Note the politically correct term for kill switches recently is emergency engine stop switch. Similarly, kill switch lanyards are called safety lanyards or emergency engine stop lanyards.
A few states have required lanyard use for several years. Texas recently joined that group with their Kali’s law named after Kali Gorzell who lost her life back in 2012.
Statistics we have seen show slight improvements in wear rates in those states, but wear rates are still quite low (still less than 20 percent per data we have seen).
Historically when one of these laws goes into effect, law enforcement enters an education period and may give boaters an entire season to learn of and get used to the new requirement before any tickets/fines are issued. With it being hard to spot whether someone is using a kill switch lanyard or not from a distance, especially with both vessels on the water, one would not expect a lot of citations to be issued.
The Federal Code
Personally we are not thrilled with the law being in the Federal Code. This makes it incredibly more difficult for the Coast Guard to change or modify the law as new technologies emerge and situations change.
Food for Thought
Again, I premise these comments that we have been and remain neutral on mandatory kill switch wear.
Kill switch use is sometimes discussed as being similar to wearing a motor cycle helment or seat belt use. Many object to those regulations constraining their freedom. It is good to live in a country where people can object to anything they want to. However, we would point out one difference between motorcycle helmet wear and attaching your seat belt vs attaching a kill switch lanyard. Failure to wear a seatbelt or helmet can result in you being more seriously injured or killed, but almost never results in additional injuries or death to someone else.

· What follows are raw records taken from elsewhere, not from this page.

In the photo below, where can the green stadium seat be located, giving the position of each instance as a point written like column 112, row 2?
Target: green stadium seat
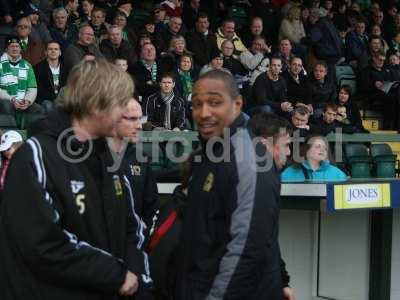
column 384, row 161
column 358, row 160
column 7, row 121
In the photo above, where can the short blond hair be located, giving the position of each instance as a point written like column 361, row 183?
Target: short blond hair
column 96, row 86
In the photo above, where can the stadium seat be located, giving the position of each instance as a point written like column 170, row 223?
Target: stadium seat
column 384, row 161
column 345, row 75
column 7, row 121
column 358, row 160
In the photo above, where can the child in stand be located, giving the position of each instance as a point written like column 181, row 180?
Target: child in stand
column 10, row 141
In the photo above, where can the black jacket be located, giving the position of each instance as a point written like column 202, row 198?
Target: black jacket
column 266, row 91
column 142, row 77
column 202, row 47
column 123, row 51
column 45, row 83
column 321, row 93
column 143, row 183
column 297, row 91
column 70, row 232
column 230, row 231
column 154, row 109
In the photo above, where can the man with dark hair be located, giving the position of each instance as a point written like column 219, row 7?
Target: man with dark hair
column 165, row 109
column 51, row 76
column 201, row 41
column 85, row 44
column 270, row 90
column 328, row 123
column 322, row 88
column 227, row 32
column 238, row 256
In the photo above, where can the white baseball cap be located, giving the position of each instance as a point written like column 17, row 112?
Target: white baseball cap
column 8, row 139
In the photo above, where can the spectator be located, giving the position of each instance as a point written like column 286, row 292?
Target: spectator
column 173, row 8
column 164, row 109
column 322, row 89
column 216, row 63
column 230, row 62
column 51, row 76
column 377, row 18
column 299, row 118
column 85, row 44
column 60, row 32
column 285, row 53
column 18, row 87
column 376, row 30
column 97, row 21
column 39, row 29
column 114, row 46
column 186, row 76
column 351, row 109
column 325, row 39
column 376, row 45
column 121, row 63
column 357, row 45
column 87, row 8
column 256, row 30
column 292, row 27
column 177, row 47
column 201, row 42
column 316, row 165
column 298, row 91
column 160, row 18
column 32, row 51
column 395, row 42
column 377, row 83
column 256, row 60
column 173, row 29
column 190, row 13
column 328, row 123
column 270, row 90
column 128, row 34
column 10, row 141
column 71, row 6
column 147, row 71
column 227, row 32
column 394, row 65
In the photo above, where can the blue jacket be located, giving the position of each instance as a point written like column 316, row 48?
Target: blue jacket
column 326, row 172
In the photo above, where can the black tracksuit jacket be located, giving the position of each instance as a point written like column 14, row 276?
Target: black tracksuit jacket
column 230, row 232
column 67, row 228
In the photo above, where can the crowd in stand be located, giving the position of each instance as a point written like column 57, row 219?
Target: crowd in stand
column 282, row 54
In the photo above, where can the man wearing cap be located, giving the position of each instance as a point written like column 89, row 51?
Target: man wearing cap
column 18, row 87
column 85, row 44
column 115, row 47
column 9, row 143
column 32, row 51
column 39, row 30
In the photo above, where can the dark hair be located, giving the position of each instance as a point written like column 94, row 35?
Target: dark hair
column 269, row 125
column 228, row 80
column 52, row 42
column 347, row 89
column 301, row 110
column 330, row 105
column 167, row 75
column 201, row 15
column 322, row 63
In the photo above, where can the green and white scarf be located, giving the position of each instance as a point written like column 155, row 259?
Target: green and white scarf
column 14, row 78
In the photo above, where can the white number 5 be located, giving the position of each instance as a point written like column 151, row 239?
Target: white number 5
column 80, row 203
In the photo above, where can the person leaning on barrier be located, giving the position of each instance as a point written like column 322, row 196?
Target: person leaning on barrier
column 230, row 244
column 134, row 165
column 70, row 232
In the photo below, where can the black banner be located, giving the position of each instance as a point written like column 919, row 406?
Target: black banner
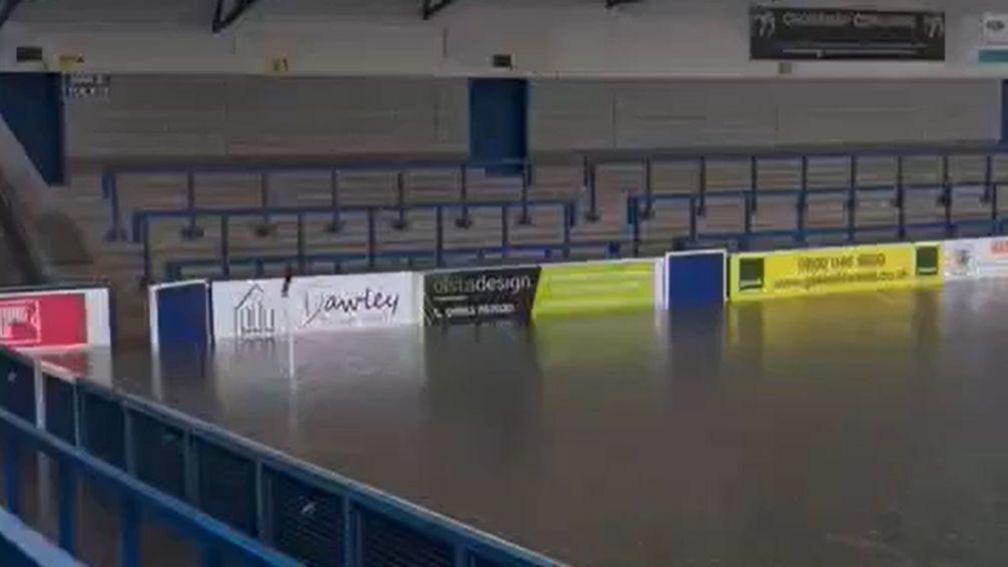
column 480, row 295
column 807, row 33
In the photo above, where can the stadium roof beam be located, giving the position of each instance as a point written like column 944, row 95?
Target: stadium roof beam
column 614, row 3
column 6, row 9
column 225, row 17
column 430, row 7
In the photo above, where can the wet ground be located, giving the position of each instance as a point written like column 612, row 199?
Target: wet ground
column 864, row 429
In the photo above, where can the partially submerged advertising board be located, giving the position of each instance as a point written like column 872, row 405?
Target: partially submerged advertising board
column 975, row 258
column 54, row 318
column 257, row 309
column 827, row 270
column 526, row 293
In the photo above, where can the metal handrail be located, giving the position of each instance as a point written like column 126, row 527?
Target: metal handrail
column 469, row 545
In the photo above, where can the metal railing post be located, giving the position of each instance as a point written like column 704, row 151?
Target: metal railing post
column 900, row 199
column 67, row 496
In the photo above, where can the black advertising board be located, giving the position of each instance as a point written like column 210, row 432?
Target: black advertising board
column 466, row 296
column 814, row 33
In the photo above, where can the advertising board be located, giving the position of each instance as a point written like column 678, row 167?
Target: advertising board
column 464, row 296
column 975, row 258
column 826, row 270
column 585, row 288
column 257, row 309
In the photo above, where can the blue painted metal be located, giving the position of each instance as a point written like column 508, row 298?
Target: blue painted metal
column 224, row 16
column 350, row 537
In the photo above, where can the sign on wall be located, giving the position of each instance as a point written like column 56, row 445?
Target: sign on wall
column 464, row 296
column 525, row 293
column 256, row 309
column 585, row 288
column 814, row 33
column 55, row 318
column 826, row 270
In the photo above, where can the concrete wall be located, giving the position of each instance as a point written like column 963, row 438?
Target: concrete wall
column 633, row 115
column 653, row 38
column 195, row 115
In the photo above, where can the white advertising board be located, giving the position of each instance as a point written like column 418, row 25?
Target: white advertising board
column 975, row 258
column 256, row 309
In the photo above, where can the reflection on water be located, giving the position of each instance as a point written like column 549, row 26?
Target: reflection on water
column 848, row 430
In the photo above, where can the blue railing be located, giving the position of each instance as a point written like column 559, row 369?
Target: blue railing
column 436, row 254
column 232, row 496
column 641, row 206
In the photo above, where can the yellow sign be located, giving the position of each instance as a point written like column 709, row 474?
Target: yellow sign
column 827, row 270
column 595, row 287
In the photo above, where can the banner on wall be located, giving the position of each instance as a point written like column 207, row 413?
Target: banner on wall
column 256, row 309
column 464, row 296
column 975, row 258
column 524, row 293
column 817, row 33
column 54, row 318
column 575, row 289
column 826, row 270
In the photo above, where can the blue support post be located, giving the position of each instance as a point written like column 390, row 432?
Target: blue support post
column 192, row 231
column 505, row 232
column 702, row 190
column 748, row 225
column 648, row 190
column 300, row 243
column 400, row 201
column 900, row 199
column 116, row 231
column 334, row 189
column 754, row 182
column 947, row 196
column 526, row 182
column 211, row 556
column 633, row 219
column 693, row 219
column 145, row 236
column 852, row 202
column 439, row 236
column 568, row 223
column 372, row 244
column 593, row 197
column 225, row 248
column 802, row 204
column 67, row 496
column 464, row 221
column 11, row 474
column 264, row 229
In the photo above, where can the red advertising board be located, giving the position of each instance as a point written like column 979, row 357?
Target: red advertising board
column 43, row 321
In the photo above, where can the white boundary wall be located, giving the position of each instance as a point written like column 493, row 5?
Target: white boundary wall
column 256, row 309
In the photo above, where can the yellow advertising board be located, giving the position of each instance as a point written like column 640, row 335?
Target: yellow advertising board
column 576, row 289
column 826, row 270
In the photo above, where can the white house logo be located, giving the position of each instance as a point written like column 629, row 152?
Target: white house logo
column 765, row 23
column 254, row 318
column 325, row 305
column 20, row 322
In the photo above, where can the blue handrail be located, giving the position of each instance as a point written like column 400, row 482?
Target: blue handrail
column 126, row 443
column 212, row 535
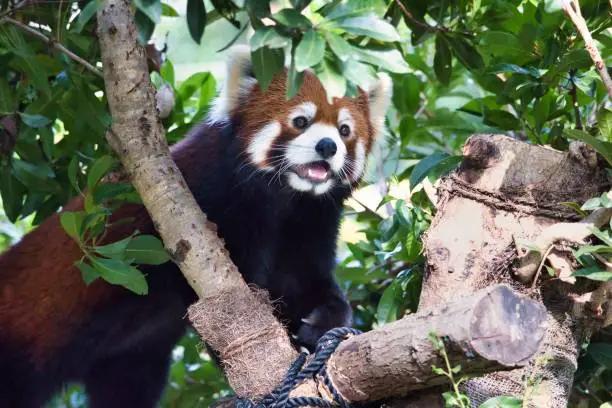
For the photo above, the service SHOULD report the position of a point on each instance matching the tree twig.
(574, 96)
(572, 9)
(52, 43)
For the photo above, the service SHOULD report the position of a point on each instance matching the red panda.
(271, 174)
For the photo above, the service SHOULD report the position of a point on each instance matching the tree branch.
(572, 9)
(52, 43)
(139, 139)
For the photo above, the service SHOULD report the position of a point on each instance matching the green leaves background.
(458, 68)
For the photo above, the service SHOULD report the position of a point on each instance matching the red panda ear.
(379, 97)
(238, 83)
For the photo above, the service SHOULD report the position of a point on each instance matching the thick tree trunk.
(507, 192)
(138, 137)
(255, 348)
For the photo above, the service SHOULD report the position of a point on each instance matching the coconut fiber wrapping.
(253, 363)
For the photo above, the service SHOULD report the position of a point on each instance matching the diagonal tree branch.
(572, 9)
(139, 139)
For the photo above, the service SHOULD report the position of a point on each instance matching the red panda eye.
(345, 130)
(300, 122)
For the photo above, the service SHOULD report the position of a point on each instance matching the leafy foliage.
(458, 68)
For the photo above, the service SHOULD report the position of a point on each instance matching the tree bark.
(138, 137)
(255, 348)
(504, 193)
(494, 329)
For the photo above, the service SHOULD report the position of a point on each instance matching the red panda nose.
(326, 147)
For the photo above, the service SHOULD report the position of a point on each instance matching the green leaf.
(34, 121)
(73, 173)
(114, 249)
(294, 80)
(309, 51)
(576, 59)
(110, 191)
(147, 249)
(339, 46)
(390, 60)
(196, 19)
(358, 73)
(88, 273)
(167, 72)
(333, 82)
(603, 148)
(344, 9)
(543, 109)
(439, 371)
(192, 84)
(258, 9)
(267, 63)
(389, 303)
(11, 193)
(151, 8)
(512, 68)
(504, 44)
(98, 169)
(501, 119)
(502, 402)
(591, 204)
(85, 15)
(593, 273)
(39, 176)
(169, 11)
(292, 18)
(145, 27)
(268, 36)
(370, 26)
(407, 93)
(602, 235)
(120, 273)
(604, 121)
(8, 98)
(465, 53)
(601, 353)
(71, 222)
(443, 60)
(425, 166)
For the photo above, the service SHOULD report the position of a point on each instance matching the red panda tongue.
(317, 172)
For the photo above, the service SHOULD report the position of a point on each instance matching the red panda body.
(271, 174)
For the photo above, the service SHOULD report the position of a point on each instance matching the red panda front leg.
(334, 312)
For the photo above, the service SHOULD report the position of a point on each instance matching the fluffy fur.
(276, 202)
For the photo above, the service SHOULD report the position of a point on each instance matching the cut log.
(504, 193)
(493, 329)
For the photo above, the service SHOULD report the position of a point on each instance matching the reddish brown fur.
(262, 108)
(33, 302)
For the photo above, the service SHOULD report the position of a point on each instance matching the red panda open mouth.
(315, 172)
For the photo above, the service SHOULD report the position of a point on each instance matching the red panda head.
(311, 144)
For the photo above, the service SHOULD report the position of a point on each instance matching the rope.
(279, 398)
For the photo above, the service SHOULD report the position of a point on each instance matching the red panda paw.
(322, 319)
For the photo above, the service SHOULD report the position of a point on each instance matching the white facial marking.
(323, 187)
(307, 109)
(301, 150)
(299, 183)
(262, 142)
(236, 87)
(359, 165)
(345, 118)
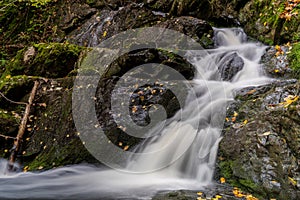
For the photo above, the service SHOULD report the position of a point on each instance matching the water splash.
(193, 170)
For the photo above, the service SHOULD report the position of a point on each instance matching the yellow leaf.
(250, 197)
(222, 180)
(292, 181)
(277, 47)
(251, 91)
(235, 114)
(289, 100)
(134, 109)
(266, 133)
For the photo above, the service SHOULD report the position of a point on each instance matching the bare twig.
(11, 101)
(18, 140)
(7, 137)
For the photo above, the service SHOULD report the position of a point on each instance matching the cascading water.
(192, 168)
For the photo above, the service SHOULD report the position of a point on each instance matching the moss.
(294, 59)
(265, 21)
(51, 60)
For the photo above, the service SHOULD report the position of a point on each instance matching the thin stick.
(18, 140)
(11, 101)
(7, 137)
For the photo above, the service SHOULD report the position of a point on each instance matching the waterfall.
(233, 65)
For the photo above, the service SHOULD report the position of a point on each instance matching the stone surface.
(261, 154)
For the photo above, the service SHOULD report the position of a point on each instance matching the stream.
(190, 168)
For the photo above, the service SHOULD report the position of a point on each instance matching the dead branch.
(7, 137)
(18, 140)
(11, 101)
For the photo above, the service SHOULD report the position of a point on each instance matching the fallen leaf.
(292, 181)
(222, 180)
(134, 109)
(266, 133)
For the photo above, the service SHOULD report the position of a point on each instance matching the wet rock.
(230, 65)
(72, 14)
(109, 23)
(261, 154)
(52, 137)
(217, 191)
(112, 4)
(276, 63)
(197, 29)
(46, 60)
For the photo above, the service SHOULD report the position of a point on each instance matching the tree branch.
(11, 101)
(22, 128)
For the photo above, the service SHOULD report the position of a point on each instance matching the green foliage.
(36, 3)
(294, 59)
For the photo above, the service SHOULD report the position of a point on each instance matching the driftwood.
(22, 128)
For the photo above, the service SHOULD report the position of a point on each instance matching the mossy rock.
(294, 60)
(51, 60)
(265, 21)
(261, 155)
(53, 139)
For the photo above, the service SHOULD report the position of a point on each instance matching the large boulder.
(260, 147)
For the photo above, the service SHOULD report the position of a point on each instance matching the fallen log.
(22, 128)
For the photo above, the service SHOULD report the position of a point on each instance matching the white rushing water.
(193, 167)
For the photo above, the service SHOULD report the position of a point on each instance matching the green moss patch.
(51, 60)
(294, 59)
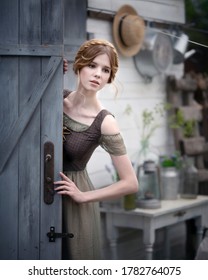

However, if as a boat operator you are ejected, failure to attach a kill switch lanyard OFTEN results in severe injury or death to others in the vessel with you OR others nearby in the water OR on nearby vessels. When the operator is ejected and the boat goes into the Circle of Death, typically at least some others on board are also ejected. The boat circles repeatedly striking those in the water with the boat propeller. If you had worn the kill switch lanyard, the boat would not have circled (yes, we know that rarely a kill switch does not work, the lanyard can be caught on something, or be ripped from you, but most often, it stops the boat). The same goes for those in the water or in vessels near you. Your decision to not wear a lanyard places them in danger.
U.S Coast Guard released a Public Service Announcement (PSA) reenacting the June 1994 accident on Table Rock Lake in Missouri that maimed Phyllis Kopyto and claimed the lives of her husband Bob Kopytko and of their fishing guide, Paul Brundridge. Phyllis speaks over the reenactment video.
Phyllis Kopytko is well known in propeller safety circles as one of the SPIN (Stop Propeller Injuries Now) ladies, and was among those long fighting for passage of mandatory wear of kill switch lanyards.
We (PropellerSafety) are not saying you should be required to wear a lanyard, we are just suggesting you think about the safety of others around you as you decide to attach your kill switch lanyard or not.
Note in the United Kingdom (U.K.) kill switch lanyards are called kill cords.